Are you suffering from tension?

This month Jas Purba, managing director of ETC Supplies, discusses tension and how to overcome this all too familiar embroidery problem.

 I am not referring to the mental type of tension but your thread tension. The single biggest problem we encounter in the embroidery industry is poor thread tension settings.

It never ceases to amaze me how both small and large companies over look this most important embroidery machine setting. Embroiderers are very quick to blame embroidery thread as not running well on their machine, causing thread breaks, but this is only due to poor thread tension settings and worn out eyes of the needle.

Generally in the UK embroidery thread tensions are set to high. One of the most disturbing issues is the fact that embroiderers do not adjust thread tensions for different thickness of fabric. This observation is re-enforced by the fact that embroiderers use very strong poly/cotton under thread due to under thread breaking with the strong pull of the top thread.

If the top thread tension was set lower, then they would not have to use such a strong under thread. You only have to understand the process that is involved between the top thread and under thread to achieve better thread settings.

What happens?

The needle brings the top thread down through the fabric and on the way back up it creates a loop.

The under thread is fed through the loop by the rotating hook to stop the top thread being pulled back up and this provides the knot.

The principle is just the same as tying a shoe lace. If you wear thick socks you will require a lower tension on your shoelace than if you were wearing thin socks. So why would you not apply this principle to your embroidery machine?

Wilcom has produced a very informative chart that illustrates the balance between top and bottom thread tensions.

Next, embroiderers complain that the backing is not strong enough for them and use more layers, to stop the thread pulling through. The cause of this again is high tensions. We will talk about embroidery backings another day. You can easily see this problem when looking at the back of the embroidery. You will see the under thread is missing and only the top thread is visible on the underside.

Embroiderers always complain about puckering. Again this is due to thread tension settings. If your thread tension was set lower the fabric would not be pulled during the embroidery process. One major thread brand, actually tells people that their thread stretches and does not break during embroidery. Well, if that happens, then just like a rubber band it will contract back to its original size and cause puckering.

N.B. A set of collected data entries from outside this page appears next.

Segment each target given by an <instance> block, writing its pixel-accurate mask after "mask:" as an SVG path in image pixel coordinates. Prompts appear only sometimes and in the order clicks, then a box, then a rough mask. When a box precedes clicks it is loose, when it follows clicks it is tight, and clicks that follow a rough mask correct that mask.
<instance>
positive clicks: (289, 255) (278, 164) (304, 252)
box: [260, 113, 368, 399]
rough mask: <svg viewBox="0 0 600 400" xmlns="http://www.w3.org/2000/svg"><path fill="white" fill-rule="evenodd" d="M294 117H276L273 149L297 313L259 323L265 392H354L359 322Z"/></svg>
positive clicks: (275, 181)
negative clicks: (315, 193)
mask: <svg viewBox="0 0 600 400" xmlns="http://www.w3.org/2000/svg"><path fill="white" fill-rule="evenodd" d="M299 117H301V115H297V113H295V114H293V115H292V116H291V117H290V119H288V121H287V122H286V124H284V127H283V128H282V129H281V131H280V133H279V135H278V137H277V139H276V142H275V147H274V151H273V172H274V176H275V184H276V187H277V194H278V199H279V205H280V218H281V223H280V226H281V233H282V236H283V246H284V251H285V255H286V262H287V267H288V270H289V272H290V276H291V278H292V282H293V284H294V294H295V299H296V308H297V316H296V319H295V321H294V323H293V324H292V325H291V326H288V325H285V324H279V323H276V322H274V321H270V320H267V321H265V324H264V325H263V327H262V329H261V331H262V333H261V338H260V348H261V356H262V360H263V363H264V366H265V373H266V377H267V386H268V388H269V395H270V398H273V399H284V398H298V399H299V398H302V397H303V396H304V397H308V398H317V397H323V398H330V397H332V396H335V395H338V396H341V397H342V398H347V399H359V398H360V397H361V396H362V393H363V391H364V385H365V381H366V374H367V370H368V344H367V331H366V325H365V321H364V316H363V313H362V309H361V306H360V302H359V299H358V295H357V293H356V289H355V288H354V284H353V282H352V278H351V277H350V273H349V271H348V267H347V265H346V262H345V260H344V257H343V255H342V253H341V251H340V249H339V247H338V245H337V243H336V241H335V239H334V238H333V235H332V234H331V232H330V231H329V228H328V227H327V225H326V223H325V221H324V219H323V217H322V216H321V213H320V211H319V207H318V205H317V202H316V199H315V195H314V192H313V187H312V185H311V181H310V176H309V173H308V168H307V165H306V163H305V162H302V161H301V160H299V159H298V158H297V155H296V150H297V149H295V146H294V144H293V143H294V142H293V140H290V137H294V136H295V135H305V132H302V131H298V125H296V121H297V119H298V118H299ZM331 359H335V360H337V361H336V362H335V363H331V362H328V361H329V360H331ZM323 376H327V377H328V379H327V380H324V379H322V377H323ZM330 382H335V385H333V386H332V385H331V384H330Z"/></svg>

If you look at your embroidery, this is especially noticeable on large stitch designs; the embroidery should be sitting on top of the fabric. But in many cases the embroidery is pulled into the fabric.

If you run your machine at very fast speeds you will have a higher tension setting. So again, to achieve better quality embroidery and less thread breaks run your machine at a moderate speed.

I would always recommend that you provide your staff with thread tension settings training from your machine engineer. This small cost will pay dividends in the long run. While you get this done, also ask him to check that your top thread is set up to run in the correct direction. This training will help you achieve better embroidery results.

Tension gauges for both top and bottom thread are available. But these are a guide only and you do not have a set tension for every different type of embroidery fabric. These are very goods tools for multi head machines so that if you set one head thread tension correctly, you can then use the same tension on the other heads.

A number of factors will influence your thread tension setting. Here are some points to look at.

  • Type of needles and inserting them correctly. The manual will tell you the needle should be 10⁰ to the right, but this is impossible to judge so I suggest you put it in straight with the groove facing the front.
  • Balance top and bottom thread tensions.
  • Maintain tension springs and felt. Renew on a regular basis.
  • Tension knobs, make sure these are in good condition and work properly. Over a period of time the thread will create a groove in the metal and this will prevent you adjusting the thread tension.
  • Ask your machine engineer to provide you with basic knowledge.
  • Thick and thin garments. Adjust your tensions accordingly.
  • Machine speed. Find the optimum speed for your machine.
  • Keeping bobbin cases clean and in good condition this will result in better tensions.
  • Regular maintenance to keep your machine running smoothly.